Un « flat gouvernement » ne dépendrait plus de l’argent public dépensé mais des réformes qu’il mettrait en place. C’est la condition pour qu’il regagne la confiance du peuple.

Dans un sondage réalisé par l’OCDE et publié fin 2015, on apprend que seulement 26 % des Français font confiance en leur gouvernement. C’est largement en dessous de la moyenne de l’OCDE (42% de personnes qui font confiance).

En tête du classement se trouve la Suisse (76 %), État fédéral qui privilégie la démocratie locale à l’étatisme. Dans les 10 premiers, il y a aussi l’Allemagne (60 %), la Suède (56 %), la Nouvelle Zélande (63 %) ou bien les Pays-Bas (53 %), pays qui ont vécu de profondes réformes ces dernières années. Sur une quarantaine de pays, la France se situe à la 36ème place de ce classement !

Il est saisissant de voir ce sondage et le terrible classement de notre pays où le gouvernement et l’État s’occupent de tout et où la dépense publique phagocyte 57 % de la richesse nationale. Les décideurs politiques n’agissent-ils pas dans notre intérêt ? C’est sûrement le cas lorsqu’ils veulent même « réformer » l’orthographe. Nous avons beau chercher, ni le gouvernement britannique, ni celui d’Angela Merkel, n’ont eu comme prétention de changer la langue de leur pays. D’ailleurs, ce n’est pas le rôle des politiques mais de l’Académie et des spécialistes de la langue. Sinon, à quoi bon avoir une Académie depuis l’époque de Richelieu ? Ce n’est pas en étouffant la société et en voulant s’occuper du peuple qu’on gagne sa confiance. Ce ne sont pas les 33 ministres et secrétaires d’État « au service des Français » qui sont la garantie de la confiance. Au Royaume-Uni, ils sont 10 de moins dans le gouvernement de Cameron, en Allemagne, 6 de moins, en Nouvelle-Zélande, 18 de moins (!) tandis que le Conseil fédéral suisse n’a que 7 membres.

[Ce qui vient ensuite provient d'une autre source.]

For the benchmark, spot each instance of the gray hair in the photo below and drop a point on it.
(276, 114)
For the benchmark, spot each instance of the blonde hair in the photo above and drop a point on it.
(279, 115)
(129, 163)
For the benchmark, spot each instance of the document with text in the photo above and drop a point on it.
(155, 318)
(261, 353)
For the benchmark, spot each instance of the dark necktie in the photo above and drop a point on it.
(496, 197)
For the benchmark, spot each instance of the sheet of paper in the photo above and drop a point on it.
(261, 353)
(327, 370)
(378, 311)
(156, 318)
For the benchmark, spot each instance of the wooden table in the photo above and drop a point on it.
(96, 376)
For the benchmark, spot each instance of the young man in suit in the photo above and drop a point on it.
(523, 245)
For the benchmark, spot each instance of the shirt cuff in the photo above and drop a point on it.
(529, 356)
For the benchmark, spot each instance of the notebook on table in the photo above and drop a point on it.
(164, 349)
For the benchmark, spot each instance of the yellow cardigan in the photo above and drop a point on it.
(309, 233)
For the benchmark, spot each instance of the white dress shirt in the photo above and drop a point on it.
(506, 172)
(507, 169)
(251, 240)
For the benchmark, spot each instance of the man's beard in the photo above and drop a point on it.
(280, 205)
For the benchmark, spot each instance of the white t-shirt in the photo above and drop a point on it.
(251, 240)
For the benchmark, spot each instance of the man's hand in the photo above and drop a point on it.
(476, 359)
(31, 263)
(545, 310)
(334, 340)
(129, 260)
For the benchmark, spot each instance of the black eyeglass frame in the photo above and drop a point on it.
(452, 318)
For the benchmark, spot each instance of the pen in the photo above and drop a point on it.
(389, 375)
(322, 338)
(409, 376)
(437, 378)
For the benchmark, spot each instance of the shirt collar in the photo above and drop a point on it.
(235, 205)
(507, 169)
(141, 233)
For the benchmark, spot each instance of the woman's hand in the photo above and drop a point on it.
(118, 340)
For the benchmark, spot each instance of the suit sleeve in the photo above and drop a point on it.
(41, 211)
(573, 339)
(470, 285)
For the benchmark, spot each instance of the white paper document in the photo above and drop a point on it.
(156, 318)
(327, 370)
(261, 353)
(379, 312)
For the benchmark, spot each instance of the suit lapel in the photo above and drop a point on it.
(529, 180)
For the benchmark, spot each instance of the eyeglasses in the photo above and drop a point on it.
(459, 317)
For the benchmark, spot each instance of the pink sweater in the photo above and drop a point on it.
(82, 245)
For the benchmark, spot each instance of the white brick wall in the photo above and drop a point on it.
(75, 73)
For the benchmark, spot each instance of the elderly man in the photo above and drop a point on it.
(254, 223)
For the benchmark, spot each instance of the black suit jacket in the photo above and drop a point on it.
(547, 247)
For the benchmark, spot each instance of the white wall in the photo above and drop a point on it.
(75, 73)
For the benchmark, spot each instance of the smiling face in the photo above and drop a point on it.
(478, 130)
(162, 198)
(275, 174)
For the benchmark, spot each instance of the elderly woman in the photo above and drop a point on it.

Plus les gouvernements français ont refusé les vraies réformes, plus la confiance du peuple a chuté. Le sondage de l’OCDE nous apprend que la France a perdu 10 points depuis 2007 lorsque 36 % des Français croyaient en leur gouvernement. À vouloir préserver le leurre d’un État fort et d’un « modèle social » en faillite, les politiques ont réussi à s’éloigner du peuple en faisant le lit des extrêmes. La mentalité de nos dirigeants se situe à l’opposé de l’évolution du monde libre. La mondialisation et les nouvelles technologies font que les individus et les sociétés civiles ressentent directement les changements mondiaux et ont de plus en plus leur mot à dire.
C’est dans ce contexte qu’une vraie réforme de l’État est de plus en plus nécessaire. Après la flat tax proposée par l’IREF dans une Étude publiée ces jours-ci, il faudrait mettre en place un véritable « flat gouvernement » d’une quinzaine de ministres seulement à même de gérer efficacement les affaires difficiles (sécurité, terrorisme, etc…) tout en créant les conditions nécessaires pour que l’économie reparte et que la société civile s’épanouisse en toute tranquillité. Un État cantonné à ses missions régaliennes signifie un gouvernement très restreint et beaucoup plus efficace.

Sans avoir à gérer un « modèle social » qui est le véritable ennemi du peuple français, le gouvernement serait au service de la société et serait effectivement jugé en fonction des résultats. Un « flat gouvernement » ne dépendrait plus de l’argent public dépensé mais des réformes qu’il mettrait en place. C’est la condition pour qu’il regagne la confiance du peuple.